Multi-stage optimisation

Note

This section describes how to run multi-stage optimisations with SpineOpt using the stage class - not to be confused with the rolling horizon optimisation technique described in Temporal Framework, nor the Benders decomposition algorithm described in Decomposition.

Warning

This feature is experimental. It may change in future versions without notice.

By default, SpineOpt is solved as a 'single-stage' optimisation problem. However you can add additional stages to the optimisation by creating stage objects in your DB.

To motivate this discussion, say you want to model a storage over a year with hourly resolution. The model is large, so you would like to solve it using a rolling horizon of, say, one day - so it solves quickly (see roll_forward and the Temporal Framework section). But this wouldn't capture the long-term value of your storage!

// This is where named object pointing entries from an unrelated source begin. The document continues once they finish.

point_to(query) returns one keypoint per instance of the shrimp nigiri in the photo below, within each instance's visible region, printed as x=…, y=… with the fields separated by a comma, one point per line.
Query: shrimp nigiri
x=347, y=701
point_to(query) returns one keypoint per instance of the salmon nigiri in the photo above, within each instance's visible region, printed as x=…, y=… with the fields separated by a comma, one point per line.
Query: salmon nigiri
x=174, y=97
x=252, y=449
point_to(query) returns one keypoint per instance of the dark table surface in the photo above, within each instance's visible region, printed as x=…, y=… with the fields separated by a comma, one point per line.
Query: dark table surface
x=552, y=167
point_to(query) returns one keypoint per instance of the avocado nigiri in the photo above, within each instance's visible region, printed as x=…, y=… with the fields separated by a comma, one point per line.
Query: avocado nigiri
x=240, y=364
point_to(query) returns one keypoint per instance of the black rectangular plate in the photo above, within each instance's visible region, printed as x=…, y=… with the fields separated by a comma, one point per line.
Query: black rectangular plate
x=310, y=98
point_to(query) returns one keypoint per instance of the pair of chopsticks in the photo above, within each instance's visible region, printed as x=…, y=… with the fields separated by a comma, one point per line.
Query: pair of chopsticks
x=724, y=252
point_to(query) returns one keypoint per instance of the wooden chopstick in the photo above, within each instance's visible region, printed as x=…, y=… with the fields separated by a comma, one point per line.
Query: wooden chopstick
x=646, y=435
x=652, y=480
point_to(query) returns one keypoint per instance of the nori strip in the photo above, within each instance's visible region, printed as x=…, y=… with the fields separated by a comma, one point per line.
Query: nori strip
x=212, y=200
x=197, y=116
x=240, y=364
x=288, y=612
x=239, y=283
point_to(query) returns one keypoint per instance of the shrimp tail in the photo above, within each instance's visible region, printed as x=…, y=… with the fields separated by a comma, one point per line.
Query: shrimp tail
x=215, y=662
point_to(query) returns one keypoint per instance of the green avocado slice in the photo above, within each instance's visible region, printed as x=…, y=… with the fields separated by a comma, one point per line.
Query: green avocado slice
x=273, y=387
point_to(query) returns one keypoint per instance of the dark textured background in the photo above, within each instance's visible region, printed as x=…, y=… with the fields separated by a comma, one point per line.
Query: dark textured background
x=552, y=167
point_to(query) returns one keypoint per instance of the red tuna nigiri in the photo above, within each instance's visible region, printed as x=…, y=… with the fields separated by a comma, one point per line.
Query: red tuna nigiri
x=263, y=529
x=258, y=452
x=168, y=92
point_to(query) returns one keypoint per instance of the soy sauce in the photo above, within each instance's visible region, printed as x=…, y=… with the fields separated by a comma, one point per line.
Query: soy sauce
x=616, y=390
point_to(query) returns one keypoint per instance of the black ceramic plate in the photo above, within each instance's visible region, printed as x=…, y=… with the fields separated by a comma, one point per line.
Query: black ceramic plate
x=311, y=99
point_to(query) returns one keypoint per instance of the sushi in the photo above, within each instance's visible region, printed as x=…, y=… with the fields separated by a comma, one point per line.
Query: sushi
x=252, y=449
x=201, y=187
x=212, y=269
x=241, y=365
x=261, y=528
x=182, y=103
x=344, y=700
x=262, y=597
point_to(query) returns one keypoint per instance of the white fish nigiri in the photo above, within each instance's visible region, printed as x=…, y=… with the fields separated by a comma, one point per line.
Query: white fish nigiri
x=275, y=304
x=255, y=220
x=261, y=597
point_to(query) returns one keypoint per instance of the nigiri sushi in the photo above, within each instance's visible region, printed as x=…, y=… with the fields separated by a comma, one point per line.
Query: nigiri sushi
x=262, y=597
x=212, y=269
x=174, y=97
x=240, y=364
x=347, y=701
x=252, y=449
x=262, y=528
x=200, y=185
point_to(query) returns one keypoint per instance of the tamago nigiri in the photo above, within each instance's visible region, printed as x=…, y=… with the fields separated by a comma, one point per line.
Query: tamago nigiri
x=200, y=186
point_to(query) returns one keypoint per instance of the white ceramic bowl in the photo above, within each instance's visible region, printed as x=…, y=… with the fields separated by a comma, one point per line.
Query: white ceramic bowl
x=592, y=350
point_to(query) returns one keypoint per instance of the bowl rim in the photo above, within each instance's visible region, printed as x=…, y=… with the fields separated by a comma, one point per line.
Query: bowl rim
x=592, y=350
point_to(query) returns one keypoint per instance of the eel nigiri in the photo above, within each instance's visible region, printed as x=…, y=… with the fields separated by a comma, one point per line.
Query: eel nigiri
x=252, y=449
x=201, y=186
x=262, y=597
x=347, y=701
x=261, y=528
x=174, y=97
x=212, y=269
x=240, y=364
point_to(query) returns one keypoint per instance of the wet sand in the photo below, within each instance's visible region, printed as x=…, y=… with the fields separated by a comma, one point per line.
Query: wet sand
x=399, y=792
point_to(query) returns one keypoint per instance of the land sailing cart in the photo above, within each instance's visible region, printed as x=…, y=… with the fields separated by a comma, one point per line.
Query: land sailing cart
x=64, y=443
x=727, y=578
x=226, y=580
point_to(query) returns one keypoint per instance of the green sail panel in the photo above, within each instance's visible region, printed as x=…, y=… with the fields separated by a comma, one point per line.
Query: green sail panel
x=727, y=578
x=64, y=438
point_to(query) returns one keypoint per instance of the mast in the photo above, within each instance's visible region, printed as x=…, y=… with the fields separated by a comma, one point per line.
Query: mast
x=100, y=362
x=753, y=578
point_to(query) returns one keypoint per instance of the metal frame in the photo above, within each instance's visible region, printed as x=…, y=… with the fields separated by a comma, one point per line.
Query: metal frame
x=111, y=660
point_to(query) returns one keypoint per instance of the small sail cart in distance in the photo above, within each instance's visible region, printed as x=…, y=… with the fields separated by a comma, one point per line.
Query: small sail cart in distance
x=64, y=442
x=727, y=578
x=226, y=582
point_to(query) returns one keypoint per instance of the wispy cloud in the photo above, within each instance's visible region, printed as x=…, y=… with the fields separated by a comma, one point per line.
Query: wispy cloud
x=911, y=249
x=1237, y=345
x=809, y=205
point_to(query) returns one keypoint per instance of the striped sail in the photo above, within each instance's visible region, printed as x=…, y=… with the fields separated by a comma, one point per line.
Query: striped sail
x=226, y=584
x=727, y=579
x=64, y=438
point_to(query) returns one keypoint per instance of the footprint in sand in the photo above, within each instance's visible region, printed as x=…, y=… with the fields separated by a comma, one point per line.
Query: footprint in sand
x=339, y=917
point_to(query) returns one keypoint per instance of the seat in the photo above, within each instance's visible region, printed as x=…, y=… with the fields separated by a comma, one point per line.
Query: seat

To remediate this, you can introduce an additional 'stage' that solves the entire year at once with a lower temporal resolution (say, one day instead of one hour), and then fixes the storage level at certain points for your higher-resolution rolling horizon model. Both models, the year-long model at daily resolution and the rolling horizon model at hourly resolution, will solve faster than the year-long model at hourly resolution - hopefully much faster - leading to a good compromise between speed and accuracy.

So how do you do that? You use a stage.

The stage class

In SpineOpt, a stage is an additional optimisation model that fixes certain outputs for another set of models declared as their children.

The children of a stage are defined via stage__child_stage relationships (with the parent stage in the first dimension). If a stage has no stage__child_stage relationships as a parent, then it is assumed to have only one children: the model itself.

The outputs that a stage fixes for its children are defined via stage__output__node, stage__output__unit and/or stage__output__connection relationships. For example, if you want to fix node_state for a node, then you would create a stage__output__node between the stage, the node_state output and the node.

By default, the output is fixed at the end of each child's rolling window. However, you can fix it at other points in time by specifying the output_resolution parameter as a duration (or array of durations) relative to the start of the child's rolling window. For example, if you specify an output_resolution of 1 day, then the output will be fixed at one day after the child's window start. If you specify something like [1 day, 2 days], then it will be fixed at one day after the window start, and then at two days after that (i.e., three days after the window start).

The optimisation model that a stage solves is given by the stage_scenario parameter value, which must be a scenario in your DB.

And that's basically it!

Example

In case of the year-long storage model with hourly resolution, here is how you would do it.

First, the basic setup:

  1. Create your model.
  2. Create a temporal_block called flat.
  3. Create the rest of your model (the storage node, etc.)
  4. Create a model__default_temporal_block between your model and the flat temporal_block (to keep things simple, but of course you can use node__temporal_block, etc., as needed).
  5. Create a scenario called e.g. Base_scenario including only the Base alternative.
  6. For the Base alternative:
    1. Specify model_start and model_end for your model to cover the year of interest.
    2. Specify roll_forward for your model as 1 day.
    3. Specify resolution for your temporal_block as 1 hour.

With the above, if you run the Base_scenario SpineOpt will run an hourly-resolution year-long rolling horizon model solving one day at a time, that would probably finish in reasonable time but wouldn't capture the long-term value of your storage.

Next, the 'stage' stuff:

  1. Create a stage called lt_storage.
  2. (Don't create any stage__child_stage relationsips - the only child is the model - plus you don't have/need other stages).
  3. Create a stage__output__node between your stage, the node_state output and your storage node.
  4. Create an alternative called lt_storage_alt.
  5. Create a scenario called lt_storage_scen with lt_storage_alt in the higher rank and the Base alternative in the lower rank.
  6. For the lt_storage_alt:
    1. Specify roll_forward for your model as nothing - so the model doesn't roll - the entire year is solved at once.
    2. Specify resolution for the flat temporal_block as 1 day.
    3. (Don't specify output_resolution so the output is fixed at the end of the model's rolling window.)
  7. For the Base alternative, specify stage_scenario for the lt_storage stage as lt_storage_scen.

Now, if you run the Base_scenario SpineOpt will run a two-stage model:

  • First, a daily-resolution year-long model that will capture the long-term value of your storage.
  • Next, an hourly-resolution year-long rolling horizon model solving one day at a time, where the node_state of your storage node will be fixed at the end of each day to the optimal LT trajectory computed in the previous stage.